Rousseau przemawiał do mieszanej publiczności, a sekret jego sukcesu, jeśli tak prozaiczne określenie można zastosować do wpływu i sławy, przekraczających prawdopodobnie wszystko, co osiągnięte zostało przez jakiegokolwiek pisarza od tamtej epoki, można odkryć w zwyczajnym i znajomym temacie: seksie. Jednak, dziwny to i znaczący wkład do pornograficznej literatury - gwałcił on nie ciało, lecz duszę swego czytelnika.

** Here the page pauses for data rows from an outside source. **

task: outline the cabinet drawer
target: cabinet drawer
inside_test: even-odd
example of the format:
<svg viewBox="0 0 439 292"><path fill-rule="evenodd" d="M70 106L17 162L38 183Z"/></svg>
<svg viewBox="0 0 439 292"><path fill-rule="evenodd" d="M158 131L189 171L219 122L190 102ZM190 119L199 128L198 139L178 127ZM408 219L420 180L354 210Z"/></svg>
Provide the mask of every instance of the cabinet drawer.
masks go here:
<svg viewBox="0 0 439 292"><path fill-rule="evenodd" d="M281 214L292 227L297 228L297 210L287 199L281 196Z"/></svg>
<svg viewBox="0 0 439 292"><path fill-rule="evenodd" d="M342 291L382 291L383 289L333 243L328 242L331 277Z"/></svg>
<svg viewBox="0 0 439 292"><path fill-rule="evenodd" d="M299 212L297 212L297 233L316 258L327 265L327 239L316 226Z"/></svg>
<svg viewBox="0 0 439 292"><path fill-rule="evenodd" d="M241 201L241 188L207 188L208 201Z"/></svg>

Cierpiąc na szczególną fizyczną dolegliwość, dla Rousseau "spełnienie" było dodatkowo udaremniane przez nienasycone żądze, które obudziła w nim rózga córki kierownika jego szkoły, pewnej panny Lambercier, i całkiem otwarcie zdiagnozowane przez niego w słynnych "Wyznaniach". Wyznaniach, w których, w swym niezwykłym pokazie psychicznego masochizmu, ujawnia bez oporów całą serię dziwacznych drobnych wad, ale bez przerwy maskuje bardziej zwyczajne i mniej interesujące większe wady.

Idealizując kobiety, był zmuszany siłami jeszcze potężniejszymi, niż wspomnienie panny Lambercier do umieszczania ich [na piedestale?]*, chodziło jednak [nie?] o to, by wynieść kobietę, lecz raczej sam chciał zostać umartwiony. W każdej międzyludzkiej relacji bardzo starannie, zawsze własnoręcznie, zastawiał pułapkę, w którą zamierzał wpaść - kiedy skomplikowane warunki, w których jego własna ruina mogłaby zostać z maksymalną rozkoszą skonsumowana, zostały spełnione.

-------
* Coś mi tu uciekło, sorry! (I nikt oczywiście nie zauważył. Nie ma to jak blogaskowa publicystyka!)


c.d.n. (Deo volente)

triarius
---------------------------------------------------
Caeterum lewactwo delendum esse censeo.